While MSP obligations have been on the books since 1980, the mandatory reporting prong is new.  It is through this mechanism, that noncompliance triggers fines and penalties.  Failing to actually pay the Centers for Medicare & Medicaid Services warrants the imposition of a potential recovery lawsuit and double damages.  There are approximately 44 million Americans who are Medicare beneficiaries, which is 14 percent of the population.  This number is expected to increase.  

Among some of the bigger take-away points was the prediction of another postponement of the mandatory reporting commencement date.  The discussions touched on all aspects of MSP compliance and reporting, providing a plethora of practical guidance.  But, there seem to be as many questions as there are answers.  Many questions pertain to specific scenarios requiring customized answers.  The expert panel warned attendees to seek guidance only from MSP experts and check credentials of MSP compliance firms.

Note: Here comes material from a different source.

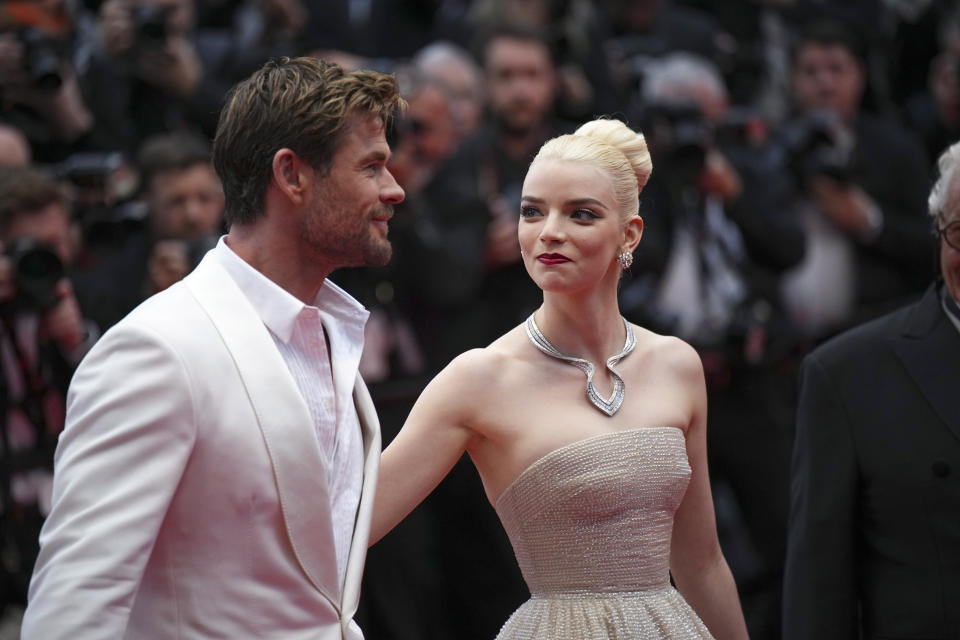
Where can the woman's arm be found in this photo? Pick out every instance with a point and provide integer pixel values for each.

In terms of handling MSP issues in cases, the consensus overall was to start early with each part of the process.  It can be difficult to obtain information necessary for querying and settlement negotiations, but starting early will head off any unnecessary delays.  Case management orders are increasingly being used to obtain claimant identification information; however, it was noted that many CMOs are flawed or incomplete. 

A major point to keep in mind is that CMS will not issue a final demand without a settlement amount.  Operating on the notion that finalizing settlement can be put off until CMS provides a final demand will leave parties in a quandary.  Defense counsel should act as the information gathering arm of the RRE and educate the Court when necessary, O’Meara said.  Get verified discovery responses when possible and make sure that the RRE is aware of key dates such as discovery cutoff dates and trial dates, he said.  Starting on settlement language early is highly recommended.

All in all, plaintiffs are wary of turning over sensitive information and their concerns can stymie the process, but cooperation between plaintiffs and defendants will be essential to properly handle MSP matters in a cases involving injury.  It may be up to defense counsel, possibly joined by plaintiff counsel, to educate the court, obtain as much information as possible about the injury and ensure that the RRE has the same information as plaintiff counsel.

More guidance from HB’s Medicare, Medicaid & SCHIP in Torts seminar is featured in the most recent edition of HB’s Medicare Secondary Payer newsletter.   Click to subscribe or email us for one free issue at info@litigationconferences.com.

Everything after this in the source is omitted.